Csound instruments use five different types of signals, which opcodes can establish, write to, read from, and output. These signals are i-rate (initialization), k-rate (control), a-rate (audio), wsig (spectral or frequency-domain), and fsig (streaming frequency-domain or pvoc). Each signal operates at a specific rate. In some cases, one type of signal may be translated into another, through the use of various opcodes. See, for example, init, follow.
Initialization rate, referred to as i-rate signals, run at instrument initialization. Their values are established when the instrument is initialized, and remain so, unless reinitialized. See reinit.
Control rate, referred to as k-rate signals, run at the control rate established by the kr statement in the orchestra header. This signal type is used primarily for control (non-audio) signals. Since k-rate is often lower than a-rate, valuable processor power can be preserved.
Audio rate, referred to as a-rate signals, run at the audio sample rate established by the sr statement in the orchestra header. This signal type is used to carry audio signals produced and modified by the Csound instruments.
The wsig type is a frequency-domain signal used exclusively by the spectral family of opcodes (spectrum, specaddm, etc.) They can run at k- or a-rate, depending on usage.
The fsig type is a frequency-domain signal used for streaming phase vocoder analysis and resynthesis. It is used by a family of streaming pvoc opcodes (pvsanal, pvsynth, etc.) introduced in Csound version 4.14. This signal type runs at an analysis rate which is independent of the control rate, but must be lower than or equal to the k-rate.

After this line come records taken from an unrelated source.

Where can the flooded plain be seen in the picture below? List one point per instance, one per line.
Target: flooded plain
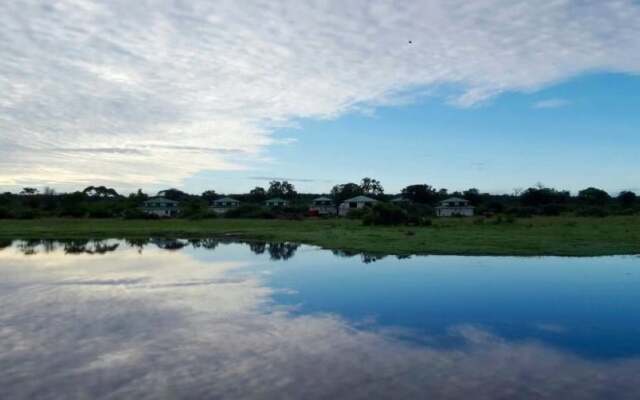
(194, 319)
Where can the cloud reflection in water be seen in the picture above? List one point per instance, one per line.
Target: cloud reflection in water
(170, 325)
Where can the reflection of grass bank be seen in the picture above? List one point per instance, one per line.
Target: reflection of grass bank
(532, 236)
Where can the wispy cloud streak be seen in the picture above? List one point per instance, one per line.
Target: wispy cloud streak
(221, 75)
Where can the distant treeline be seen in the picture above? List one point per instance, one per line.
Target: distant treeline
(104, 202)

The fsig enables the separation between the analysis and resynthesis stages of the phase vocoder to be exposed to the Csound programmer. Thus, alternatives be employed for either or both of these stages, such as oscillator-bank resynthesis or generation of synthetic fsig streams. In addition, opcodes operating on the fsig stream, can themselves become more elemental. In this way, the fsig enables the creation of a true streaming plug-in framework for frequency domain signals. With the old pvoc opcodes, each opcode is required to act as a resynthesizer, so that facilities such as pitch scaling are duplicated in each opcode. The separation of analysis and synthesis stages by means of the fsig encourages the development of a wide range of simple building-block opcodes implementing one or two functions, with which more elaborate processes can be constructed.